Plus récemment, la loi n° 2012-1404 du 17 décembre 2012 de financement de la sécurité sociale, a ajouté un deuxième garde-fou que n’ont guère goûté les employeurs.

L’article 21 de la loi soumet en effet à un forfait social de 20 % la part des indemnités de rupture conventionnelle inférieure au plafond d’exonération des cotisations sociales (deux plafonds de la sécurité sociale, soit 74 064 € en 2013) à partir du 1er janvier 2013.

Ce qui signifie concrètement qu’un employeur qui conclut une rupture conventionnelle dont le montant est inférieur à 74 064 € en voit nécessairement le coût majoré de 20 % depuis le 1er janvier, lui seul en supportant la charge.

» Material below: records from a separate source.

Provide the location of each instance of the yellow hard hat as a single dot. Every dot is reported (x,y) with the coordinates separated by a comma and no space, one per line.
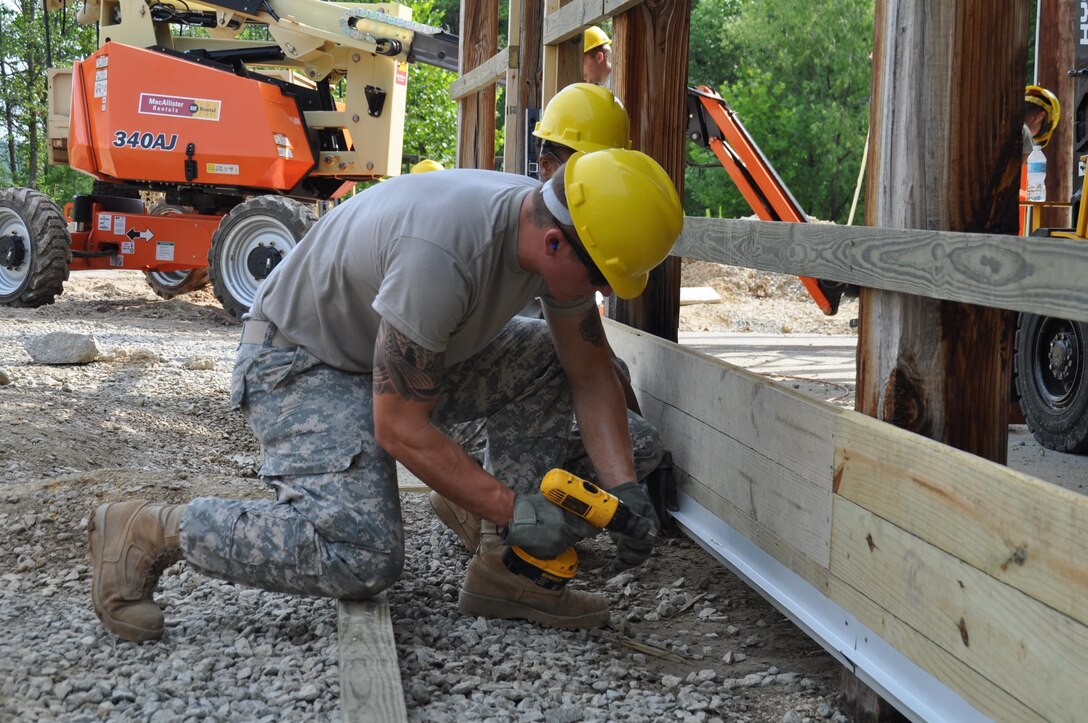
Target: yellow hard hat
(1047,101)
(586,117)
(627,214)
(594,37)
(427,164)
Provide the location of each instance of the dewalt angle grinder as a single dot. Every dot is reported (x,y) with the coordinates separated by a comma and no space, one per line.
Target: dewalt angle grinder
(584,499)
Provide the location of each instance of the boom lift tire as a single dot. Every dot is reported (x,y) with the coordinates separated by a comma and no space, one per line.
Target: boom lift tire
(252,238)
(35,249)
(169,284)
(1051,381)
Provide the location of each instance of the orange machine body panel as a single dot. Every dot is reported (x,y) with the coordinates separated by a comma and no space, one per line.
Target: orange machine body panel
(139,241)
(136,112)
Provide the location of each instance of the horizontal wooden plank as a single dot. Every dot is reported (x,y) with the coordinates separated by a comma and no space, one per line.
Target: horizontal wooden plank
(1024,647)
(491,71)
(798,513)
(973,687)
(1025,532)
(811,571)
(571,19)
(370,677)
(1039,275)
(770,418)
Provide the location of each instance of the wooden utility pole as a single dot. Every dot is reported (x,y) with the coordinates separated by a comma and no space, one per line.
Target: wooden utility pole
(476,113)
(526,94)
(650,57)
(1058,20)
(947,117)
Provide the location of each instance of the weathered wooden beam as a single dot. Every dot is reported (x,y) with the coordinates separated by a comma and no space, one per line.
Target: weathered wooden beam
(575,17)
(946,154)
(514,139)
(476,113)
(1054,51)
(570,20)
(1039,275)
(492,71)
(563,61)
(650,53)
(370,678)
(524,92)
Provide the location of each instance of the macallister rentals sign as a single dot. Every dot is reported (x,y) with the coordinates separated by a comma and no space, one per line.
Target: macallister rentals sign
(201,109)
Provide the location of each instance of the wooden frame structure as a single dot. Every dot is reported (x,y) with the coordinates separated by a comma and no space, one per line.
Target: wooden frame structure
(961,577)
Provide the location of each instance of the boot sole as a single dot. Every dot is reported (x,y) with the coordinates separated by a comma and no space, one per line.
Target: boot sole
(122,630)
(480,606)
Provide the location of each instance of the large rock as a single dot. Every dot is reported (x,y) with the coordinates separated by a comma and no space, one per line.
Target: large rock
(61,348)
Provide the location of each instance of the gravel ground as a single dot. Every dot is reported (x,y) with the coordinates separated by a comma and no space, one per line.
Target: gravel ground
(688,640)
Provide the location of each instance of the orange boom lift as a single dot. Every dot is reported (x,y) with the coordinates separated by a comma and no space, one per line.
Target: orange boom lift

Les licenciements arrangés qui, sans avoir cessé, avaient vu leur nombre diminuer, semblent dorénavant connaitre un retour en grâce, bien qu’il soit encore un peu tôt pour en juger.

On ne saurait fournir meilleure illustration que l’intérêt pécuniaire est souvent le nerf de la guerre pour l’employeur dans le cadre de la rupture négociée du contrat de travail, et qu’il a tendance à privilégier la solution la moins onéreuse.

Il importe de rappeler qu’une rupture conventionnelle du contrat de travail et une transaction conclue après un licenciement n’ont pas le même objet.

La rupture conventionnelle est un mode de rupture amiable, excluant par principe l’existence d’un litige, qui n’interdit nullement au salarié, outre la possibilité d’invoquer a posteriori un vice de son consentement, de réclamer au besoin en justice le paiement de tout salaire ou indemnités dont il estime avoir été lésé pendant la durée de sa relation de travail (heures supplémentaires, commissions, dommages intérêts pour harcèlement moral…).

La transaction, en revanche, est une convention conclue postérieurement au licenciement, ayant pour objet de mettre un terme à un litige né ou à naitre ; elle implique le paiement par l’employeur d’une indemnité en contrepartie du renoncement du salarié à agir en justice.